Sometimes it takes someone a little longer than others.
That’s what my grandfather used to tell my mother when I was growing up. She used to call him often, genuinely worried about me. No matter what my parents tried they simply could not motivate me. No amount of punishment would yield the desired behavior.
I am, as I was back then, my own person. I think for myself and I do not follow the crowd. I’ve always had my own way at looking at the world. I was never content with other people’s explanations of things–I had to find out for myself.
In many cases, if I had only listened I could have saved myself some grief. I hate to admit it now, but my old man really did know what the fuck he was talking about. Not all the time, no. But the vast majority of the time, yes.

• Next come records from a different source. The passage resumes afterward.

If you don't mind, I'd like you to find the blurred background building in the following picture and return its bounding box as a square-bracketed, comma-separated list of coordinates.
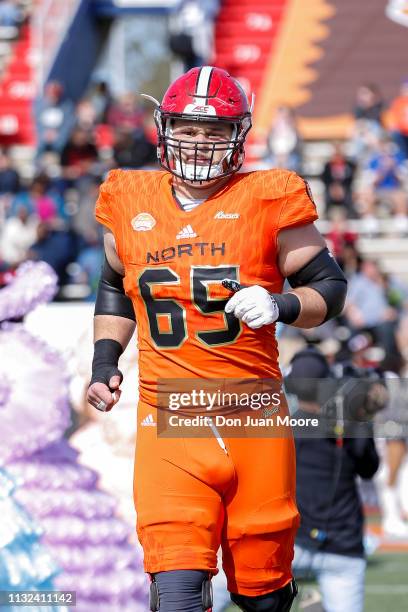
[0, 0, 408, 611]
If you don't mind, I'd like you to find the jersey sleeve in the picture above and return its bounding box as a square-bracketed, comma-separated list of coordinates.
[278, 172, 319, 230]
[95, 170, 118, 234]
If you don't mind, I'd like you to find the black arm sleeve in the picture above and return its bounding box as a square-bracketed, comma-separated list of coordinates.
[288, 248, 347, 322]
[95, 257, 136, 321]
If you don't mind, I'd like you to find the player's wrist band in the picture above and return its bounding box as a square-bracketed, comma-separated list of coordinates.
[269, 293, 301, 325]
[90, 338, 123, 387]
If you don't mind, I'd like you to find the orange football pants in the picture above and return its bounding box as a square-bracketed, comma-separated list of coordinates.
[134, 403, 299, 596]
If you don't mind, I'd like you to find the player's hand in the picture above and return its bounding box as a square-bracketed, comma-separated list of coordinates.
[86, 372, 122, 412]
[225, 285, 279, 329]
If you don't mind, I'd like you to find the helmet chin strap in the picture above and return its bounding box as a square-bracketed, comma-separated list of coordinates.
[166, 121, 238, 182]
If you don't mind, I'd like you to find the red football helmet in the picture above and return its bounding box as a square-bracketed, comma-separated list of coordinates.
[154, 66, 252, 183]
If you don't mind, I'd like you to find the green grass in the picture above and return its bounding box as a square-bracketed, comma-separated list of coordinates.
[226, 552, 408, 612]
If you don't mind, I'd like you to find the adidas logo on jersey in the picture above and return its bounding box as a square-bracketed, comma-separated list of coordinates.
[140, 414, 156, 427]
[176, 225, 197, 240]
[214, 210, 239, 219]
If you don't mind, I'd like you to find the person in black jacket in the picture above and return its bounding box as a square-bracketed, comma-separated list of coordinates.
[289, 348, 379, 612]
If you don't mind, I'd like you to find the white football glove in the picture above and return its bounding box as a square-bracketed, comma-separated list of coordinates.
[225, 285, 279, 329]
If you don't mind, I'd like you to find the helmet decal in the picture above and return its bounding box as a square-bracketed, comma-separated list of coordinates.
[150, 66, 252, 183]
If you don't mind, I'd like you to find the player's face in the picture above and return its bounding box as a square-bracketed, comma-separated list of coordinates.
[172, 120, 233, 181]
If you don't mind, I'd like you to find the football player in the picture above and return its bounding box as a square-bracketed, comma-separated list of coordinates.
[88, 66, 346, 612]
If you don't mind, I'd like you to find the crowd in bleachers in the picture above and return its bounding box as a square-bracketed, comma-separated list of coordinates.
[0, 82, 156, 300]
[0, 65, 408, 367]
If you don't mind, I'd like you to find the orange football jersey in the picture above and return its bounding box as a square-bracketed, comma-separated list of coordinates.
[96, 170, 317, 405]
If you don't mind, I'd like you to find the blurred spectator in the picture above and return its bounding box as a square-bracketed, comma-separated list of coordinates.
[267, 106, 302, 172]
[76, 228, 103, 302]
[326, 209, 358, 266]
[344, 260, 398, 353]
[0, 150, 20, 195]
[0, 0, 23, 27]
[321, 143, 356, 217]
[361, 136, 408, 225]
[71, 176, 101, 242]
[354, 83, 384, 125]
[113, 128, 157, 168]
[28, 222, 78, 285]
[349, 119, 384, 166]
[61, 127, 98, 181]
[169, 0, 220, 72]
[341, 242, 362, 278]
[89, 81, 112, 123]
[34, 81, 75, 155]
[0, 204, 38, 267]
[107, 92, 143, 132]
[390, 79, 408, 159]
[286, 348, 379, 612]
[10, 175, 62, 221]
[76, 98, 96, 133]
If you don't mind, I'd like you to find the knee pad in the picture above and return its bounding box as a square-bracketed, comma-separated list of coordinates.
[231, 580, 297, 612]
[149, 570, 213, 612]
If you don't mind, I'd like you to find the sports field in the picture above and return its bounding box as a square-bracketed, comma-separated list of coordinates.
[227, 551, 408, 612]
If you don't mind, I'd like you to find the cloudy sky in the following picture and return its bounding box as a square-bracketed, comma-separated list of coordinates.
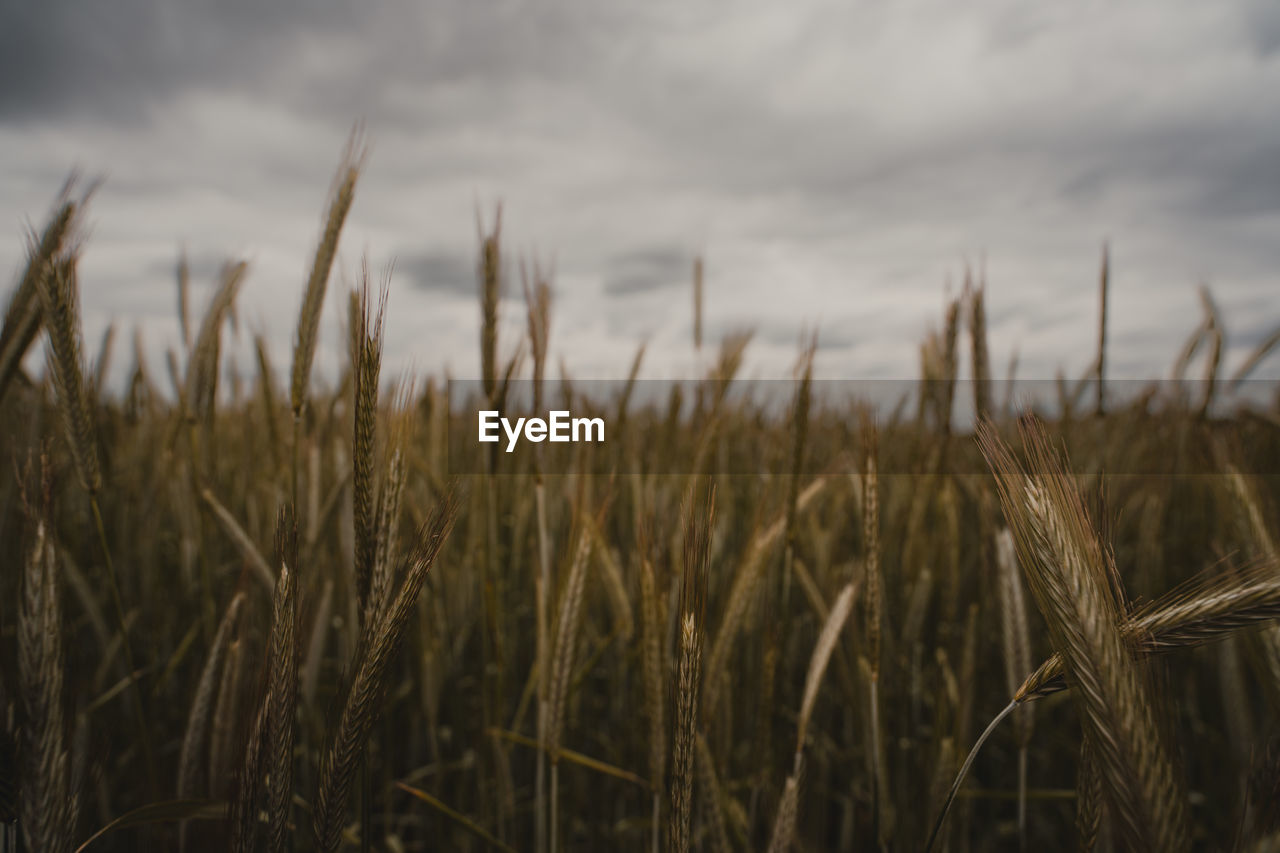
[0, 0, 1280, 389]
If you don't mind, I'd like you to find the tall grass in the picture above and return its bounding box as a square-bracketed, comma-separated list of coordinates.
[0, 140, 1280, 853]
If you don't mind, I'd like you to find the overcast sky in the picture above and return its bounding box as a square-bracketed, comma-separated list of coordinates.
[0, 0, 1280, 391]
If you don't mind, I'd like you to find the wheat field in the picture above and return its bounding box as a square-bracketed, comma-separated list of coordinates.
[0, 146, 1280, 853]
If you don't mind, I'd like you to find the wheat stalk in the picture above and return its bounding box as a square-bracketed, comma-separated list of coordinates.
[980, 424, 1187, 850]
[18, 519, 76, 853]
[312, 494, 457, 850]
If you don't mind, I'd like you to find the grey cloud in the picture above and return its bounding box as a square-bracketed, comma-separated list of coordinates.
[396, 248, 476, 297]
[604, 246, 692, 296]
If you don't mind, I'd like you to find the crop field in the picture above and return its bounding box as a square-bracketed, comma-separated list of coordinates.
[0, 151, 1280, 853]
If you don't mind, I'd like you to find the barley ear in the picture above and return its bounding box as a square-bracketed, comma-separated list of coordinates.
[0, 178, 84, 400]
[266, 507, 298, 853]
[18, 514, 76, 853]
[289, 126, 367, 419]
[979, 424, 1188, 850]
[37, 256, 102, 494]
[177, 592, 244, 848]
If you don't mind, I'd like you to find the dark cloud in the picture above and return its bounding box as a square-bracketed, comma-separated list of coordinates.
[0, 0, 1280, 384]
[396, 248, 477, 297]
[604, 246, 694, 296]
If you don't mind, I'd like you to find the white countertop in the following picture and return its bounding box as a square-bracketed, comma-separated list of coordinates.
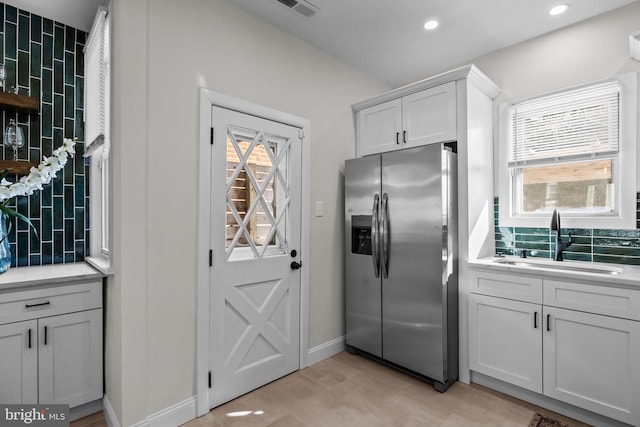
[0, 262, 104, 292]
[469, 256, 640, 289]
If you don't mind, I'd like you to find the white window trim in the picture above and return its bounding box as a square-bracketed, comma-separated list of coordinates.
[85, 7, 112, 274]
[498, 72, 639, 229]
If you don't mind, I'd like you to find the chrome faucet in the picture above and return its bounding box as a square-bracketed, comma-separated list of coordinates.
[549, 209, 573, 261]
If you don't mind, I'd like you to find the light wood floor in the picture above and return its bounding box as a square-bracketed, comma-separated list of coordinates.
[71, 352, 586, 427]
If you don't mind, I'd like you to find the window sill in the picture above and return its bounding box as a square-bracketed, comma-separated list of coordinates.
[84, 256, 113, 276]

Looking back over the last 32 years of my life I see a lot of good times and bad, lots of struggle, and lots of happiness. The path I’ve taken through life has been a squiggly line, with lots of backtracks and diversions.
A good friend recently asked me, “If you could go back and do it all over again, what would you do differently?” That’s a pretty tough question. Sure, I have some regrets. I never expected to be a poor, unemployed college student still working on his bachelor’s at 32. But when I really think about it? Nothing. I wouldn’t change a thing.
All my experiences in life have made me who I am today. And I really like myself. Sure, there are things I desire–a family, a career, a home–but I wouldn’t change my life experiences for anything.
Not everyone walks the same path. I sure haven’t. But does that make me less of a man? I’d say it makes me a more complete person. I wish my grandpa was around to see me now. Things are really, finally starting to come together for me. In the last couple of years I’ve managed to pay off all my debts–except for my student loans… I’m graduating next month–a goal I set for myself over 10 years ago. And it really looks like I’m going to get this job with Union Pacific Railroad–a career that I honestly desire.
So what if I’m still struggling to piece things together at 32?
Sometimes it takes someone a little longer than others.
Tee,
Your dad is so proud of you, even if he may not always act like it. He once told me one of the biggest regrets he had in his life was being backpacking with the guys and missing the football game where you scored a touchdown. He said if he could have a do over he would have been at that game. I know Earl is watching and he is proud of you too, even though you Earled it up for part of your life!
Love you!
Kym
I am such an Earl. I have the Culbertson disposition, personality, physique… I even have Earl’s chin! Kinda funny the way genetics work.